That one is self-explanatory. Eddie looks at his small audience, the assembled Losers minus Mike (still at the farm, probably wrangling sheep) minus Richie (possibly in great danger, real location unknown). They don’t look impressed. Eddie racks his brain, trying to find a way to impress the absolute gravity of the situation they’re in.

“Yesterday I called him a dickwad, and he just _ran away_.”

There’s a pause. The Losers don’t understand; they don’t look half as scared as they should. Slowly, Beverly raises her hand.

“Yeah?”

“Have you tried not being rude to him?”

“What’s that got to do with anything?”

Beverly opens her mouth but closes it when Bill puts his hand on her shoulder. She tilts her head to smile up at him. It’s disgusting.

“Do you two have to do this right now?”

“We’re not d-duh-doing anything.”

“Yeah, that’s the problem. It’s like you don’t _care_ —” Eddie wants to punch something. Bill’s face might do. “Last summer, we all listened to you. And now I’m telling you, there’s something serious happening, something fucked up, and you aren’t even listening to me.”

“Eddie—”

“Shut up, Bev.” Eddie likes Beverly a lot, usually. She’s cool and smart and tough, and she _gets_ Eddie better than any of the others ever could, but maybe Richie had been right when he grumbled about her bringing trouble into the group. She’s got Bill so distracted he won’t even bother to listen, and the only person always guaranteed to listen to everything Eddie says is the one who’s probably in big trouble.

“Stan,” Eddie says. “Ben. Guys, you gotta— you can’t tell me you didn’t notice anything off. Like, when’s the last time Richie said something stupid? It’s been weeks.”

“Maybe he’s just… you know,” Stan says.

Eddie hones in on Stan's serious eyes with single-minded focus. “I don't, actually. Tell me.”

“Well, the summer was a lot. Maybe he just… maybe he needs some time.”

It sounds so sensible when Stan says it, except that it's all complete nonsense. Summer has been hard on everyone; they need to stick together more than anything else, and Richie would be the first one to agree. He wouldn't just abandon his friends like that, he wouldn't abandon Eddie.

Worse yet, the others don't seem to understand. He can feel the anger uncoiling in his chest, making it hard to breathe. “You're all useless,” he spits out, blinking back angry tears. “You know what, I'm out of here.”

He climbs awkwardly out of the clubhouse, ignoring Bill calling after him and sniffing only a little. He's grateful when Stan follows him, Ben a short while later, and they don't speak about Richie for the rest of the day.

Because most of the Losers officially suck, Eddie refuses to hang out with them on principle. Richie is still avoiding him like the plague, so Eddie decides to go bug Mike instead, telling Mommy he's going to the Denbroughs and feeling vaguely guilty about the lie for the rest of the day.

Mike cements his new-found status as Eddie’s favorite by not asking unnecessary questions. He just looks at Eddie, shrugs, then says, “Wanna help me look for a lost sheep?”

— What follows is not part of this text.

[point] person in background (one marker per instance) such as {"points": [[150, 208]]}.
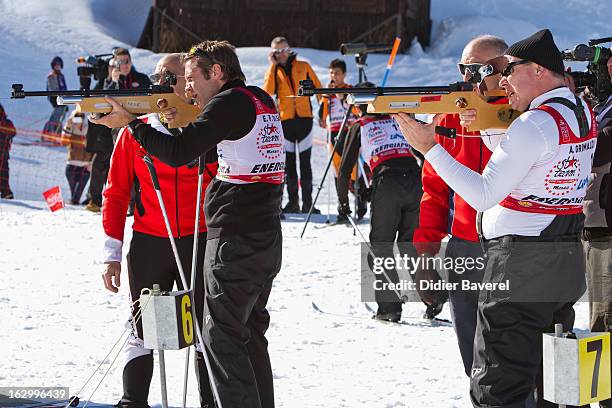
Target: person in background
{"points": [[395, 194], [78, 166], [7, 132], [55, 82], [122, 75], [282, 81], [332, 110]]}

Mommy would have a fit if she knew Eddie was chasing after runaway farm animals, which is why Eddie never tells her when he goes to Mike’s. That, and the thought of Mommy calling Mr. Leroy on the phone makes Eddie’s inside twist in shameful knots, and that’s a much worse feeling than lying.

Eddie smiles up at him. “How d’you even catch a sheep?”

Mike grins back. “You check the food stores.”

They find the sheep in the barn, munching on a previously intact sack of grain, and Mike laughs and shakes his head at the sight. “Shoooo, you dumbass!”

It takes them almost an hour to herd the sheep back where it’s supposed to be, because Eddie keeps getting distracted petting one of the Hanlons’ sheepdogs. Growing up, he used to think he was allergic to dogs— and pollen, and hay— and Mommy wouldn’t let him play with children who kept pets at home, but Eddie thinks that maybe one day when he’s grown and away from Derry he might like to keep one.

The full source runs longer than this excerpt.